If Rupert Murdoch’s second son was nervous about the multibillion-pound deal he had been secretly putting together — a deal that would reignite a political storm dating back to the 2011 tabloid phone-hacking scandal — he certainly didn’t show it. Less than 48 hours later the news was out: 21st Century Fox, the entertainment company run by James and jointly chaired by his elder brother, Lachlan, and their father, announced an £11.7bn proposal to buy the 61 per cent of Sky that it didn’t already own. Critics ranging from former Labour leader Ed Miliband to Hacked Off, the press reform pressure group, immediately spoke out against it, citing the behaviour of Murdoch-owned tabloids during the phone-hacking scandal. The Guardian ran an editorial with the headline: “The fox is in the henhouse again”, and more than 100,000 people signed a petition urging the government to refer the proposed takeover to Ofcom, the UK media regulator. “Rupert Murdoch . . . already has too much influence over our news,” the petition stated. “This new power grab would give him even more.” This is the second time the Murdochs have tried to buy all of Sky, having withdrawn their first bid almost six years ago in the face of public outrage around the hacking scandal. It is unclear if they will succeed this time around, although executives inside Fox are privately confident. What is more certain is that a gradual transfer of power from Rupert Murdoch to his sons, a process that began when he gave them big new jobs in the summer of 2015, is picking up pace.

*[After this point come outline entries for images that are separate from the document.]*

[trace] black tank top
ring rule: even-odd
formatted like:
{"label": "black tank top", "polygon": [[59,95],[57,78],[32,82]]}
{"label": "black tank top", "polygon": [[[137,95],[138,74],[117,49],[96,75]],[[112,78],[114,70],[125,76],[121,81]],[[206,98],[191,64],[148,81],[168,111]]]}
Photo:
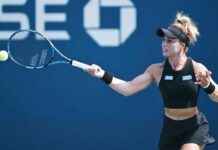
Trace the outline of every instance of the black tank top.
{"label": "black tank top", "polygon": [[159,89],[167,108],[190,108],[197,105],[200,85],[196,85],[192,59],[187,58],[182,70],[175,71],[167,59]]}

When Fox confirmed a week after the Business Insider conference that it had made a formal offer to Sky about a takeover, it was James and Lachlan who laid out the company’s plans on a call with investors: Rupert, the press baron who founded British Sky Broadcasting in 1989, was absent. When the former Fox News presenter Gretchen Carlson sued the channel’s chairman Roger Ailes for sexual harassment last summer, it was James and Lachlan who swiftly authorised an independent investigation by an outside law firm into the allegations — something that led to Ailes being forced out of the network he had founded 20 years earlier. Rupert, returning from a holiday with his new wife Jerry Hall, joined the discussions later.  This is not to say that the 85-year-old Rupert has detached himself from the empire he spent more than half a century assembling. In some respects, he has more direct involvement now than he has had in years. He has been running Fox News since Ailes’s departure (a permanent successor has yet to be found) and was also closely involved in coverage of the Brexit campaign at The Sun, Britain’s best-selling daily newspaper. Still, 18 months after he began the orderly transfer of power to his sons (there was no official role for Elisabeth, his daughter) James and Lachlan, 44 and 45, are making their mark.

The brothers oversee an enviable collection of businesses — a movie studio, cable channels and a publishing house worth a combined $62bn. But that does not mean they have nothing to worry about. Their newspapers have been walloped by an industry-wide collapse in print advertising, while Fox’s television networks are grappling with the “cord-cutting” phenomenon — the cancellation of pricey cable subscriptions by a generation that prefers binge-watching on demand. For owners of channels such as Fox that means fewer viewers and pressure on advertising. The competition is also beefing up. Time Warner, one of Fox’s main rivals and the owner of HBO, CNN and Warner Bros, has agreed a blockbuster $85.4bn sale to AT&T, which will create a giant that dwarfs Fox. If it is cleared by regulators, the combined company will be able to deliver Time Warner movies and TV programming direct to more than 160 million AT&T customers around the US — something Fox is currently unable to do. Add these challenges to the scrutiny and opposition that their Sky deal will generate and the younger Murdochs find themselves in a challenging environment. Their father overcame considerable obstacles to become the world’s most influential media mogul, battling political establishments on both sides of the Atlantic and making risky bets along the way, buying The Sun, launching Sky and Fox News, to name but three. The question now facing James and Lachlan is this: do they have what it takes to fill his shoes?